Das wichtigste Gremium der evangelischen Kirche

Von Dr. Klaus Douglass

Was ist eigentlich das wichtigste Gremium, das es in unserer Kirche gibt? Ist es der Rat der EKD oder die Kirchenkonferenz? Sind es die Synoden, die Aufsichtsräte, die Teamtreffen und Leitungsrunden? Oder sind es die Regionalkonferenzen, die Abstimmungsrunden, die Koordinierungs- und Vernetzungstreffen, die unzähligen Fachausschüsse…? – Während ich das schreibe, merke ich, wie unfassbar viele Gremien es in unserer Kirche gibt.

Der frühere Ratsvorsitzende der EKD, Klaus Engelhardt, hat einmal gesagt: „Wir sind zu einer versessenen Kirche geworden.“ Und konstatiert, das sei nicht gerade das, was sich die Bibel unter dem „wandernden Gottesvolk“ vorstelle. In der Tat wird unsere Kirche oft mehr durch den Begriff der Sitzung gekennzeichnet als durch den der Sendung. Vor allem die letzten hundert Jahre haben uns einen exponentiellen Anstieg an Gremien beschieden. Das war keineswegs nur schlecht, sondern auch eine Begleiterscheinung von Demokratisierung, fachlicher Spezialisierung und Vernetzung.

Doch so sinnvoll und plausibel jedes einzelne Gremium auch sein mag – es ist ähnlich wie bei den Kirchengesetzen: Es sind einfach zu viele. Und es werden immer mehr. Für jedes, das man abschafft, entstehen auf unerklärliche Weise zwei neue. Ein ehrenamtlicher Mitarbeiter kommt vielleicht noch mit zwei oder drei Sitzungen pro Monat aus, eine Gemeindepfarrerin bringt es bereits locker auf 100-200 Sitzungen pro Jahr, und je höher man in der Kirchenhierarchie steigt, desto mehr werden es. Eine Menge hervorragender Leute wird so im Laufe ihres Lebens kaltgestellt.

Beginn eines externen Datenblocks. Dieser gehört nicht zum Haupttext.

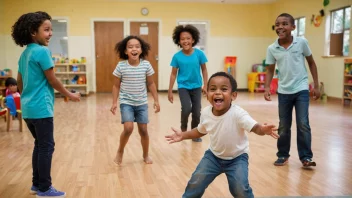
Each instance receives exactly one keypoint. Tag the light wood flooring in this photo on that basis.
(87, 137)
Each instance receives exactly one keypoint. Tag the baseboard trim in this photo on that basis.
(334, 99)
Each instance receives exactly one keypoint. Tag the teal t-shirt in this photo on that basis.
(37, 97)
(189, 66)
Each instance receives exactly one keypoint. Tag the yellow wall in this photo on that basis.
(330, 69)
(225, 19)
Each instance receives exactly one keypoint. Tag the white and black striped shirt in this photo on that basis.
(133, 89)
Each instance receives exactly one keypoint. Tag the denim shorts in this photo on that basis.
(130, 113)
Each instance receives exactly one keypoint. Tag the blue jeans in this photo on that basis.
(131, 113)
(43, 133)
(210, 167)
(300, 101)
(190, 102)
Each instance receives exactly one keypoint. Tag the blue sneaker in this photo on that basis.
(197, 140)
(52, 192)
(33, 190)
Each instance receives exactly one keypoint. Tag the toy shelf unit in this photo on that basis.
(256, 81)
(73, 76)
(4, 74)
(347, 83)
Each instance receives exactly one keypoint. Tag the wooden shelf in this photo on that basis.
(83, 72)
(75, 85)
(66, 64)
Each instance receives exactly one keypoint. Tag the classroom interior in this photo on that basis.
(87, 134)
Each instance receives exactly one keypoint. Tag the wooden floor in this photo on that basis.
(87, 137)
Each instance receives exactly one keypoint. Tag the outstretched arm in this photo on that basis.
(269, 76)
(152, 88)
(178, 135)
(265, 129)
(115, 94)
(205, 78)
(314, 71)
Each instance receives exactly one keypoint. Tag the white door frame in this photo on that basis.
(159, 34)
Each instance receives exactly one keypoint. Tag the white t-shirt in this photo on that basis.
(227, 132)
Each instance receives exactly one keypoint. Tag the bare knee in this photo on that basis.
(127, 131)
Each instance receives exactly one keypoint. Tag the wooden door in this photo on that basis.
(107, 34)
(149, 32)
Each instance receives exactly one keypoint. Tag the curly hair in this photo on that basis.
(290, 17)
(185, 28)
(231, 79)
(121, 47)
(26, 25)
(10, 81)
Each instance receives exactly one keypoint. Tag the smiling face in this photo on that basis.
(284, 27)
(186, 41)
(44, 33)
(220, 94)
(133, 49)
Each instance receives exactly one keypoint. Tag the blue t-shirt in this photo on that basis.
(189, 67)
(37, 97)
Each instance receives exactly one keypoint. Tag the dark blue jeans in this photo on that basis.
(300, 101)
(210, 167)
(190, 103)
(43, 133)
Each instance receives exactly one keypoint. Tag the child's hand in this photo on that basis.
(267, 95)
(156, 107)
(269, 130)
(75, 97)
(204, 90)
(170, 97)
(316, 93)
(113, 108)
(176, 137)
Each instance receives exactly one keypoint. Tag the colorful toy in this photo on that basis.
(230, 63)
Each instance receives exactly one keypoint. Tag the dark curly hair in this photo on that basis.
(121, 47)
(26, 25)
(290, 17)
(185, 28)
(226, 75)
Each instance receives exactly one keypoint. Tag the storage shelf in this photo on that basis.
(66, 64)
(82, 72)
(75, 85)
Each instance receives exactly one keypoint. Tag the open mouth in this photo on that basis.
(218, 101)
(280, 32)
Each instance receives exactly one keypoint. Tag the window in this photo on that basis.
(340, 31)
(300, 26)
(202, 27)
(58, 44)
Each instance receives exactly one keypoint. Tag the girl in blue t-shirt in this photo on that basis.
(186, 65)
(36, 81)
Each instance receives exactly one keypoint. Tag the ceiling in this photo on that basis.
(210, 1)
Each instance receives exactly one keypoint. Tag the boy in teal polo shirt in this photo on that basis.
(288, 52)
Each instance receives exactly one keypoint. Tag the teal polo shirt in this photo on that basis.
(290, 64)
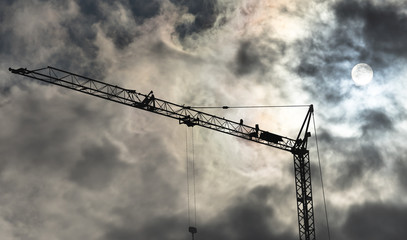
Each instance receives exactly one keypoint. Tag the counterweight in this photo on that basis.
(192, 117)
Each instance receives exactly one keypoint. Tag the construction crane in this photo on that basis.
(192, 117)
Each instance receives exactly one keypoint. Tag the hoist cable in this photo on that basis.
(322, 182)
(193, 172)
(189, 173)
(187, 163)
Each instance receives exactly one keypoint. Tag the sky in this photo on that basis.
(74, 166)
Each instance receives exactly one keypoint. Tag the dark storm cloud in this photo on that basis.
(205, 12)
(401, 170)
(376, 221)
(97, 165)
(375, 121)
(364, 33)
(250, 217)
(356, 158)
(384, 24)
(144, 9)
(246, 218)
(258, 55)
(246, 59)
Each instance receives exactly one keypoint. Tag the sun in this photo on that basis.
(362, 74)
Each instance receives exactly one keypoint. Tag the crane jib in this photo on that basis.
(192, 117)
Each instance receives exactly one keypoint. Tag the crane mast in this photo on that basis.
(192, 117)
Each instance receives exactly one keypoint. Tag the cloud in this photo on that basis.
(381, 22)
(204, 12)
(376, 221)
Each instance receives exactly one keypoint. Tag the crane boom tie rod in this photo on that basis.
(185, 114)
(193, 117)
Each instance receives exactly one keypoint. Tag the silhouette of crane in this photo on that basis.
(192, 117)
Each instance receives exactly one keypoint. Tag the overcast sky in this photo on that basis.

Das ganze Geld und die ganze Kraft und die ganze Zeit, die in diese Sitzungen hineinfließen, gehen uns im Gemeindeaufbau, in der Jugend- und Altenarbeit, in der Mission und in der Diakonie verloren. An dieser Stelle müssen wir radikal streichen.

Bleibt die Frage: Welches Gremium ist das wichtigste?

Auf welches können wir auf keinen Fall verzichten? Und da spanne ich schon mal den Regenschirm auf, weil ich weiß, dass mir viele vehement widersprechen werden.

Ich bin felsenfest davon überzeugt, dass der Kirchenvorstand – in manchen Landeskirchen auch Presbyterium, Gemeindekirchenrat o.ä. genannt – das wichtigste Gremium unserer Kirche ist. Und das, obwohl derzeit sehr viel unternommen wird, dieses Gremium vielerorts zu relativieren, zu entkräften oder auch ganz abzuschaffen.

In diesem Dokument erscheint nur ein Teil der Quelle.